第三者割当増資を引き受け他社の株主になる場合、買い手側は慎重に投資の是非を考える必要があります。
一般に第三者割当増資は、対象会社の発行する新株を引き受ける形のために100%株主になることはできません。増資によっては、元の株主の持ち分を消し込むことは出来ないからです。
持株比率についても、1/3以上を確保しない限り経営上の重要な意思決定に加わることも出来ず、良好な関係を築いた上での投資ではない場合はそれに見合う仕事を確保することすら出来ないこともあります。

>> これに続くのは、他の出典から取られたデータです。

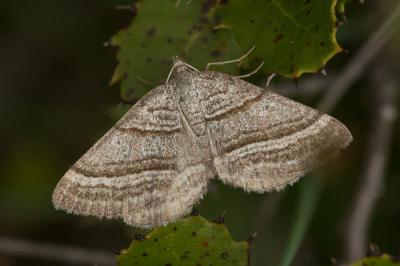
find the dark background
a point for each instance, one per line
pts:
(55, 102)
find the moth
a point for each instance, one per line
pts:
(155, 163)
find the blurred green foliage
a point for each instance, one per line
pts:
(292, 38)
(188, 241)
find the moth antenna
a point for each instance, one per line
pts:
(195, 212)
(178, 62)
(130, 8)
(251, 238)
(146, 82)
(116, 251)
(233, 60)
(252, 72)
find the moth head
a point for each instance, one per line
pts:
(179, 65)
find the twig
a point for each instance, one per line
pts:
(55, 252)
(307, 204)
(358, 64)
(336, 91)
(374, 168)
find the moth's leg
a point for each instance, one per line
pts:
(251, 73)
(231, 61)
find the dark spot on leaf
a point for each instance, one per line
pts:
(224, 255)
(203, 20)
(217, 19)
(151, 32)
(138, 236)
(277, 38)
(215, 53)
(207, 5)
(204, 244)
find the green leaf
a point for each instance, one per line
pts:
(292, 37)
(162, 30)
(384, 260)
(341, 5)
(189, 241)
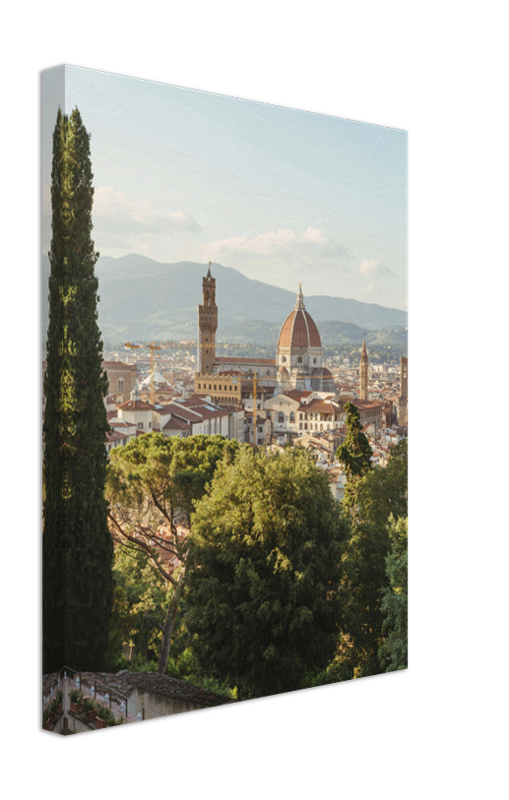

第三者割当増資で他社の株式を引き受ける場合、そのM&Aに応じる目的と得ようとするものを明確にし、投資額に見合うリターンを見極めた上で実施するべきといえます。
その上で、100%のハンドリングをする意志はないものの、経営上の影響力を行使し仕事や人材の融通を受けるなどのメリットを狙いたい場合、33.4%以上50%未満の持株比率で第三者割当増資を引き受けられれば目的の多くを達成できる可能性が高まります。
段階的に子会社にする意思があるものの、創業メンバーなどにインセンティブを残したい場合は50%以上の株式を取得し、必要に応じて元の役員の持株比率を残しておくことを考えればよいでしょう。
適切な時期が来たと判断すれば、元の役員から株式譲渡方式で全株を買い取り、100%子会社化するというように、2つの段階と方式を用いることも一つの方法です。

第三者割当増資による買い手側のメリットは、目的に応じた出資比率で段階的に友好関係を築いていくことと言えますが、裏を返せば、目的に応じた意味のある持株比率を得られない場合、ほとんど意味がない結果になるリスクがあるとも言えます。
経営に影響力を行使できない程度の持株比率では状況をハンドリング出来ないデメリットがあることを理解した上で、投資を検討する必要があると言えるでしょう。